In manette una donna di Siena di 34 anni e due uomini, rispettivamente di origini tunisine e brasiliane, quest’ultimo alla guida

Città della Pieve,  25 aprile 2024 – I Carabinieri dell’Aliquota Radiomobile della Compagnia di Città della Pieve, nel corso di un servizio notturno svolto nella notte di domenica scorsa nel comune di Magione (PG), hanno controllato un’autovettura a bordo della quale viaggiavano tre soggetti, una donna italiana e due uomini, di origini tunisine e brasiliane, quest’ultimo alla guida.

Gli operanti hanno notato alcuni movimenti sospetti all’interno dell’abitacolo da parte degli occupanti, qualche attimo prima che si accostassero in virtù dell’alt intimatogli.

Dopo un primo controllo sulla regolarità dei documenti di guida, i militari hanno eseguito una perquisizione veicolare e personale all’esito della quale hanno rinvenuto:

  • 128 gr di stupefacente del tipo cocaina occultati sotto al sedile ove viaggiava il tunisino 42enne, 240 euro in contanti, ritenuti provento dell’attività di spaccio, e un bilancino elettronico di precisione nella disponibilità di quest’ultimo, già noto alle forze dell’ordine;
  • 49 gr di droga del tipo cocaina, 8 gr di sostanza da taglio nonché 430 euro in contanti, anch’essi considerati costituire il frutto dello spaccio, nella disponibilità della donna italiana, 34enne, pure lei nota operatori di polizia.

Condotti in caserma, in ragione degli elementi indiziari raccolti, l’uomo e la donna sono stati tratti in arresto, in flagranza del reato di detenzione ai fini di spaccio di stupefacenti in concorso.

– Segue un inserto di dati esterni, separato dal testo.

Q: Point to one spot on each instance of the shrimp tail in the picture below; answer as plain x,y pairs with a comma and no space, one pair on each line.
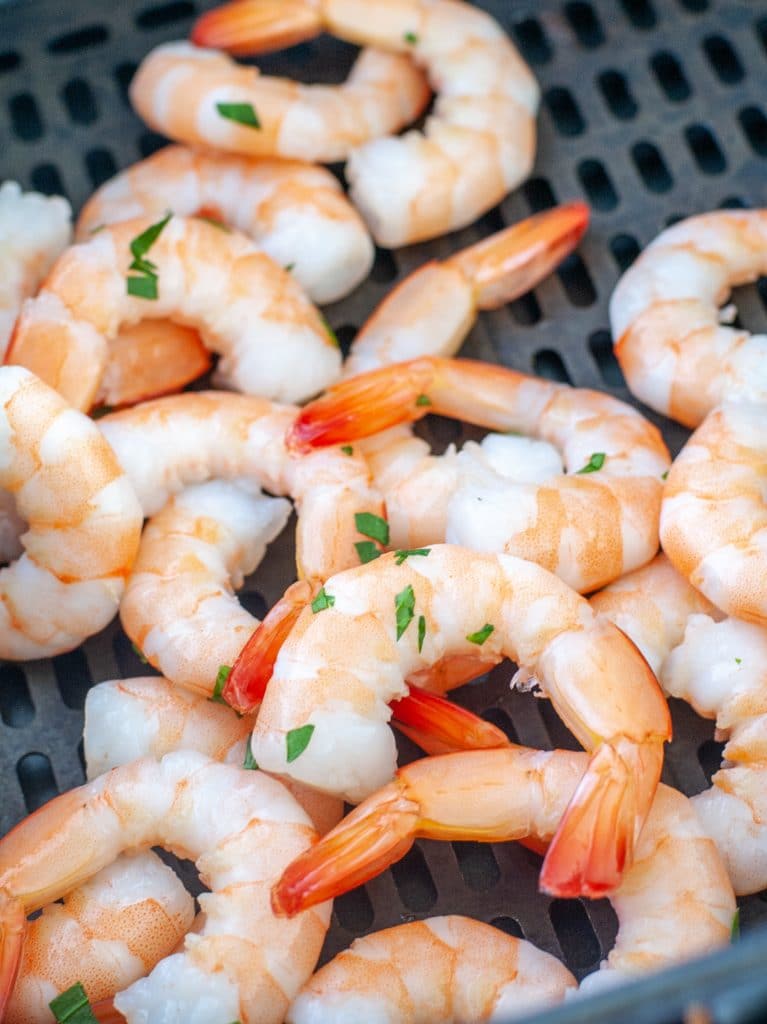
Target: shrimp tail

Il conducente, nonché proprietario del veicolo, è stato deferito in stato di libertà per la medesima ipotesi di reato.

Lo stupefacente, il denaro e il restante materiale sono stati sottoposti a sequestro.

Al termine delle formalità di rito l’uomo è stato associato presso la Casa Circondariale di Perugia –Capanne, mentre la donna è stata accompagnata presso le camere di sicurezza del Comando Provinciale dei Carabinieri di Perugia, come disposto dal magistrato di turno della Procura della Repubblica di Perugia, informato al riguardo, in attesa della celebrazione del rito “direttissimo”, svoltosi nella mattinata di lunedì 22 aprile, all’esito del quale quest’ultima è stata sottoposta a divieto di dimora nella regione Umbria nonché a obbligo di presentazione alla polizia giudiziaria nel comune di residenza, in provincia di Siena.